Danny Martineau revient de Nice, en France, où il a pris part au 12e Congrès international sur l’autisme.

Fondation de la neurodiversité: un concept «unique au monde»

Incorporée il y aura tout juste un an dans trois semaines, la Fondation de la neurodiversité attire déjà l’attention à travers le monde grâce à son caractère innovant.

Depuis sa création, l’organisme philanthropique visant à financer l’implantation de maisons adaptées pour les enfants autistes a fait des pas de géant. « Je me suis fait dire que ça avançait pas mal vite pour une fondation ! », lance avec entrain le Bromontois Danny Martineau, président fondateur.

Rappelons que la maison adaptée, selon son créateur, représenterait un environnement permettant l’éveil et l’épanouissement de l’enfant autiste en combinant les bienfaits de la zoothérapie, des soutiens spécialisés et des outils technologiques développés par la fondation. Elle aurait aussi une vocation de centre de répit.

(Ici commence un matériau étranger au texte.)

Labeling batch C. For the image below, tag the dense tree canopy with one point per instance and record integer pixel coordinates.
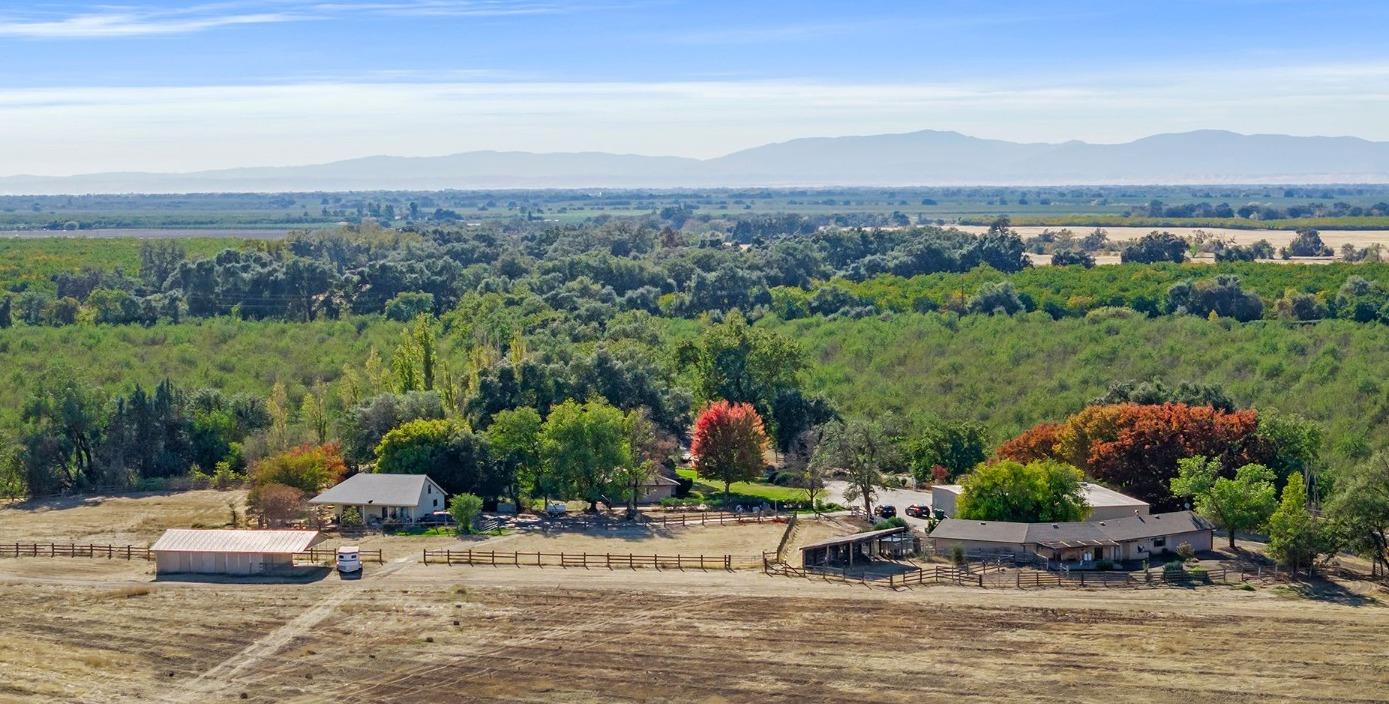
(1043, 490)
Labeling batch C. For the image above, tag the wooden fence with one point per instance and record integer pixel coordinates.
(586, 560)
(75, 550)
(329, 554)
(1075, 579)
(713, 518)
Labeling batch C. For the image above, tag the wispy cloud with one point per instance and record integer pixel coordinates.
(107, 21)
(136, 21)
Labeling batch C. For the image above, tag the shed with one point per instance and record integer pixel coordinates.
(859, 546)
(1104, 503)
(1078, 543)
(229, 551)
(381, 497)
(659, 486)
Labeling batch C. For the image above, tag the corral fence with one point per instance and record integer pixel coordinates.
(1075, 579)
(75, 550)
(588, 560)
(995, 575)
(328, 554)
(716, 518)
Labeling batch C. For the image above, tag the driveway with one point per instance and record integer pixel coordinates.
(897, 497)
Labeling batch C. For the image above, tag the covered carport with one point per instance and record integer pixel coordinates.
(847, 550)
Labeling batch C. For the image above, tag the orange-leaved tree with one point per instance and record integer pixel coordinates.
(728, 442)
(1135, 447)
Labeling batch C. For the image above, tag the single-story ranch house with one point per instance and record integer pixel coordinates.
(1104, 503)
(385, 497)
(1081, 543)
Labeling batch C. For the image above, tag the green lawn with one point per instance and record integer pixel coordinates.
(713, 489)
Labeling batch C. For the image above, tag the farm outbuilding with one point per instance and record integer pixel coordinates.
(229, 551)
(1081, 543)
(1104, 503)
(859, 547)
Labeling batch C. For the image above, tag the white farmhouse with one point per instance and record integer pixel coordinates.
(385, 497)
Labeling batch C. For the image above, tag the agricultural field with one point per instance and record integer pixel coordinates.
(29, 263)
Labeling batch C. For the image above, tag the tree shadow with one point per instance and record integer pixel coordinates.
(1327, 590)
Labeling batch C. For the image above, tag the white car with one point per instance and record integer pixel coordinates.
(349, 560)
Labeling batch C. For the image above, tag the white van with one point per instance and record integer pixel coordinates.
(349, 560)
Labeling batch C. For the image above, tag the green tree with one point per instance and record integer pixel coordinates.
(446, 450)
(582, 447)
(742, 364)
(1045, 490)
(466, 508)
(1359, 508)
(957, 446)
(863, 449)
(649, 449)
(63, 422)
(1295, 538)
(1242, 503)
(514, 438)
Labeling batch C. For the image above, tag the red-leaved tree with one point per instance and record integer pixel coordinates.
(1135, 447)
(728, 442)
(1032, 445)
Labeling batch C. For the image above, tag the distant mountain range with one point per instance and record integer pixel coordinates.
(914, 158)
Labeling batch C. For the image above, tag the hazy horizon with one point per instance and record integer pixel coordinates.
(175, 86)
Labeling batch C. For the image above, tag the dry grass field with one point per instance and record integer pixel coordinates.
(110, 631)
(117, 520)
(428, 633)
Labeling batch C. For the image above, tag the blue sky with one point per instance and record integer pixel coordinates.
(179, 86)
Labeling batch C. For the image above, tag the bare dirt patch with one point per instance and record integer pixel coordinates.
(579, 636)
(117, 520)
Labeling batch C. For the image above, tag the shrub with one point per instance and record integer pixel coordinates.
(277, 504)
(464, 508)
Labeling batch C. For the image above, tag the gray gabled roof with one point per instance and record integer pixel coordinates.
(372, 489)
(986, 531)
(1068, 535)
(265, 542)
(1071, 535)
(1154, 525)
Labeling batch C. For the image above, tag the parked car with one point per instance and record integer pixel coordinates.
(349, 560)
(436, 518)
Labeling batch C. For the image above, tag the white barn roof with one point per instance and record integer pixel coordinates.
(372, 489)
(192, 540)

À la mi-septembre, M. Martineau s’est envolé vers Nice, en France, où il a pris part au 12e Congrès international sur l’autisme, où étaient réunis plus de 2000 personnes originaires de quelque 80 pays. Il y a rencontré d’éminents chercheurs qui s’intéressent au trouble du spectre de l’autisme et il a pu parler de son projet à plusieurs partenaires éventuels.

« Les scientifiques sont unanimes : il faut arrêter d’investir des ressources pour déterminer les causes de l’autisme, parce que le facteur le plus déterminant est génétique. Il faut plutôt mettre l’accent sur l’environnement dans lequel les personnes autistes vont évoluer. Notre projet de maison vise à créer cet environnement et à valider son efficacité d’un point de vue scientifique. »

Une opportunité d’implanter une maison adaptée en Europe se serait déjà pointée ; un projet qui ne se concrétisera toutefois qu’une fois que la formule aura été éprouvée au Canada, tient à mentionner le fondateur, qui compte présenter officiellement son projet au prochain congrès prévu à Cracovie, en Pologne, en 2022.

Le Nao 2 est un petit robot qu’on retrouvera dans la Maison adaptée de la fondation.

« Actuellement, on est uniques dans le monde, c’est pour ça que notre projet suscite autant d’intérêt », souligne M. Martineau.

Celui-ci, qui a déjà ciblé un site à Bromont pour éventuellement y bâtir l’établissement, souhaite aussi que ce dernier desserve tant l’Estrie que la Montérégie, la région où le taux de prévalence de l’autisme chez les enfants est le plus élevé au Québec.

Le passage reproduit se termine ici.